Il faudra donc décarboner le transport maritime, par choix politique face au réchauffement ou pas une évolution ineluctable des hydrocarbures. N’oublions pas une chose, le prix de l’énergie va augmenter au fil des décennies. Les nouveaux carburants ne seront pas bon marché. Or, la mobilité des marchandises est basée sur le coût presque marginal du transport maritime. Transporter 400 000 tonnes de fer ou 250 000 tonnes de pétrole n’est pas très élevée. Pour les porte-conteneurs, il est rappelé que le coût du transit maritime est autour 1% pour un produit vendu dans la distribution. Un sur coût léger ne changerait pas la géographie mondiale de la majeure partie de la production en Asie orientale notamment. Le doublement du prix des carburants l’an dernier à montrer déjà des surcoûts interrogeait un peu les chargeurs. Il faudrait multiplié par 4 le prix actuel, mais la tonne de fioul passe à 2000 $ la tonne, c’est que un baril à 250 $. L’économie mondiale ne pourrait soutenir un choc pétrolier brutal, mais ce sera peut-être le prix du carburant en 2050. Pour conclure, oui à terme le renchérissement du prix des carburants peut réduire les opportunités de la localisation transocéanique de nombreuses industries et leur rapatriement vers l’Europe / Méditerranée et l’Amérique du Nord.
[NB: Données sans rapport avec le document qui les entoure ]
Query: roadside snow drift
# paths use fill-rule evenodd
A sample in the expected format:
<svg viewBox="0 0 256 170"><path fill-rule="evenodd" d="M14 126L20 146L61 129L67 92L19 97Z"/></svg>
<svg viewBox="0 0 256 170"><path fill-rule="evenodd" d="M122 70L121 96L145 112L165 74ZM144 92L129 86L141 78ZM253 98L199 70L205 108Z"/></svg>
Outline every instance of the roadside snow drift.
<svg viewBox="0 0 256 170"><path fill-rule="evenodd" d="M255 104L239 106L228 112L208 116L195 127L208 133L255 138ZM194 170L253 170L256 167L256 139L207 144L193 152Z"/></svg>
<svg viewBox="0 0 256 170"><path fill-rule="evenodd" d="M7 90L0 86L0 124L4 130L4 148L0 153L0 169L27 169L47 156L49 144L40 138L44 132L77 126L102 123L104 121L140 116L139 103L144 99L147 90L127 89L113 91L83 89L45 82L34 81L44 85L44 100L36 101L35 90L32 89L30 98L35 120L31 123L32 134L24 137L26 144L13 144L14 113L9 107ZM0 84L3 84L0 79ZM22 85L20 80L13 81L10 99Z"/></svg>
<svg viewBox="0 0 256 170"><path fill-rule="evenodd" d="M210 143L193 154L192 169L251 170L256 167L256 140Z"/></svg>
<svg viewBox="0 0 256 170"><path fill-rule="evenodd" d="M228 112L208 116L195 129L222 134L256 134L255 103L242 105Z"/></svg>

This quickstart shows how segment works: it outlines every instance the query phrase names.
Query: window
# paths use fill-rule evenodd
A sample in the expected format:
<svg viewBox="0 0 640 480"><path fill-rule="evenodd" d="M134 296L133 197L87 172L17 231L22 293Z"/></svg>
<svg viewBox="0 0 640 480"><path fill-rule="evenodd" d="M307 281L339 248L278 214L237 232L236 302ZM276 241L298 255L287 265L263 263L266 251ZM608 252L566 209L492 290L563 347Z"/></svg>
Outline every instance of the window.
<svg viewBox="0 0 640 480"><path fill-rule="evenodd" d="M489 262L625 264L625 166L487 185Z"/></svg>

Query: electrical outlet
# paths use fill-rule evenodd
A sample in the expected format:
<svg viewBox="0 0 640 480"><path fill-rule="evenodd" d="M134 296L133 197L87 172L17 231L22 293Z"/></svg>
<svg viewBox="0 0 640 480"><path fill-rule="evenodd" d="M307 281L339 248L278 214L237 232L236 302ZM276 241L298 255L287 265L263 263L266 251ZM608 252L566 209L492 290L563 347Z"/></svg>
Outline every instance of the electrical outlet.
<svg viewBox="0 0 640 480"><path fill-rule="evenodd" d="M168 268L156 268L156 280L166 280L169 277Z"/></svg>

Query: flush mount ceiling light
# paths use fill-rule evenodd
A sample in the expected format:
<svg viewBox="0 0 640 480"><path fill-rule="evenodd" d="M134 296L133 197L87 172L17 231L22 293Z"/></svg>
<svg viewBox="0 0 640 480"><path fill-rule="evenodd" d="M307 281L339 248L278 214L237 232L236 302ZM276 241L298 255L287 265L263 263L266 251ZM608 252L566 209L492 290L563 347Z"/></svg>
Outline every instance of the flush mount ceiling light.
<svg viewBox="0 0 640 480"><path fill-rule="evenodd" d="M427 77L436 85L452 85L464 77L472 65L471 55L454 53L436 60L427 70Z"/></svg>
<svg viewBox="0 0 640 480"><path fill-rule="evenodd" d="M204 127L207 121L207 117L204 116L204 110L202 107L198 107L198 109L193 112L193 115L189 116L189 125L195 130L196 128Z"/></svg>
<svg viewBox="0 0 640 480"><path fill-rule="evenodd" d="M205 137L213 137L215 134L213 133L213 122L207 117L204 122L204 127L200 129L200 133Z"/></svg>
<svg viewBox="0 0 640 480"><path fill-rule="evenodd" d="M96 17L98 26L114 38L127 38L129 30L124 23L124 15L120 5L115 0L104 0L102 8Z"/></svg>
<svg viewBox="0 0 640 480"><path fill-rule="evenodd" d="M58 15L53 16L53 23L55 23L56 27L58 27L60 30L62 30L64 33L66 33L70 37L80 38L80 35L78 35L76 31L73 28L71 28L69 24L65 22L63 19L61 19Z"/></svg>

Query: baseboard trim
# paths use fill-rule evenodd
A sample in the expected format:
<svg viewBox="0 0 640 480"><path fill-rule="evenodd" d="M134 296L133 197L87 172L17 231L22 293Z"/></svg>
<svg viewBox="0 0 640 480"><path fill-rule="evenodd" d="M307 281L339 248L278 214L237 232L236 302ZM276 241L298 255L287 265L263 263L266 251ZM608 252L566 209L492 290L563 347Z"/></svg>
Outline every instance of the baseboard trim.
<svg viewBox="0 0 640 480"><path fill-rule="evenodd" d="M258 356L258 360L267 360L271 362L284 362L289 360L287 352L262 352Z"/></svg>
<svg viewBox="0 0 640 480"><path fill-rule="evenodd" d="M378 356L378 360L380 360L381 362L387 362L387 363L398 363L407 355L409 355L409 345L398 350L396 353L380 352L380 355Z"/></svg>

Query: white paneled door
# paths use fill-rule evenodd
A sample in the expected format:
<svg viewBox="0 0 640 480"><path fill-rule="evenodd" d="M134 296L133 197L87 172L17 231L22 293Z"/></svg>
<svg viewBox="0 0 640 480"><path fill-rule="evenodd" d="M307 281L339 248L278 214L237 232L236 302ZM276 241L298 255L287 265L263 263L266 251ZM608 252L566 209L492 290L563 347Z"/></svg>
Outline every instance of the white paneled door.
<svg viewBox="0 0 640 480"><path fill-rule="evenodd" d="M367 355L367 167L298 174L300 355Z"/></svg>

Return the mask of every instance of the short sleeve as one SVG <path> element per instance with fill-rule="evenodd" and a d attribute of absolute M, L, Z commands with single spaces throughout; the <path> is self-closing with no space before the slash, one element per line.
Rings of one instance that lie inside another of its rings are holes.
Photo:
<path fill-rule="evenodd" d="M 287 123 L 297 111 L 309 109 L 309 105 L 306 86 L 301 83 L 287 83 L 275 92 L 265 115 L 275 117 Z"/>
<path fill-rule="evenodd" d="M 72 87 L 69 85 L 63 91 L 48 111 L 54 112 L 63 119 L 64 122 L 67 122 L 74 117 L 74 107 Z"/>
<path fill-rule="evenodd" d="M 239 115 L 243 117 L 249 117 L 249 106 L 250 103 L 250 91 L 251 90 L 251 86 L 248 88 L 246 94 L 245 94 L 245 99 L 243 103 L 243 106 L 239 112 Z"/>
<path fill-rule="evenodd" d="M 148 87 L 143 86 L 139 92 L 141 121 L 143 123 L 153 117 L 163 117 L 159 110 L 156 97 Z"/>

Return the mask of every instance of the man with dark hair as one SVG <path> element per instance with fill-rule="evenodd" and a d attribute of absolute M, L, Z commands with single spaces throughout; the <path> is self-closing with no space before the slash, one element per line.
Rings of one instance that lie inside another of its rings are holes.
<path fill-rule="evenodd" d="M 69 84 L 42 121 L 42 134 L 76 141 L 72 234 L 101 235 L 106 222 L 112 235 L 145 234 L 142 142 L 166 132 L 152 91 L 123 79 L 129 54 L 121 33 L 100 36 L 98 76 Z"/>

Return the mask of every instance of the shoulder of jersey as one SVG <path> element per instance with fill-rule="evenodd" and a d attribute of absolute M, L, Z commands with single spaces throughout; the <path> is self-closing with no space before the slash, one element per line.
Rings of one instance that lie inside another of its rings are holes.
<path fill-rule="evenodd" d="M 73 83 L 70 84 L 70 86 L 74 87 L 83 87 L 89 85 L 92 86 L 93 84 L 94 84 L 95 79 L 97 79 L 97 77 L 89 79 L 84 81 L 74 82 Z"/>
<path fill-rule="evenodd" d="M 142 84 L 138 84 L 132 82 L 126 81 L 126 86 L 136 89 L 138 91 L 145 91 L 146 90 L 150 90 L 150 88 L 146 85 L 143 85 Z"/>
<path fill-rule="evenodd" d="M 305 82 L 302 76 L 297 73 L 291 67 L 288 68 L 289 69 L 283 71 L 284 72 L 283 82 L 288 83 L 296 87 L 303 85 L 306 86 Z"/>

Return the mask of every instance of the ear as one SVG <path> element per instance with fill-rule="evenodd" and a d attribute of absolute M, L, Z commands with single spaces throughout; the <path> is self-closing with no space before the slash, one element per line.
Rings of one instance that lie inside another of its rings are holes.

Mais rien aujourd’hui n’indique une telle évolution.

L'idée d'une taxe carbone sur le transport maritime, fortement soutenue par les pays en développement, est-elle essentielle pour réduire les émissions au cours des décennies à venir ?

Cette taxe négociée à l’OMI reste une « mesurette » si on envisage le chantier colossal de la décarbonation. Ce sera une « taxe Tobin » du maritime d’autant plus si elle ne sert qu’à un fond d’aide environemtal mondial. A 10 ou 100 dollars sur la tonne de fuel maritime, la caisse sera plus ou moins grande. Le fond peut aussi accompagner la décarbonation technique. On verra bien comment organiser cela. Il faut à mon avis laisser faire les acteurs concernés qui connaissent les enjeux. Les armateurs de la conteneurisation ont gagné beaucoup d’argent durant la crise sanitaire et pour les plus gros s’engagent dans l’iionnvation. Les groupes pétroliers ont les fonds et y jouent leur avenir. Les chargeurs, liés à l’industrie, des matières premières, de la distribution sont sensibles aux problèmes. Pour finir, les observateurs sont bien conscients qui faut faire attention au « green washing ». La pression des gouvernements, des ONG, mais aussi des consommateurs est d’obliger au « green actioning ». Alors, une taxe internationale sur le transport maritime, mais aussi son intégration dans les quotas carbone dans l’UE a l’avantage de montrer qu’il y a un « bâton ». Il faudra aussi trouver une carotte. Le concept d’une labélisation des efforts du maritime, pléblicité par des armateurs et soutenu par des ONG. Pourquoi pas, mais il faudra certifier cela. Alors pourquoi pas une comptabilité des émissions des marchandises dans leur transit terrestre et maritime qui serait connu de tous. La consommation responsable aurait un élément de référence. Les champs des possibles sont aussi grands que les défis posés.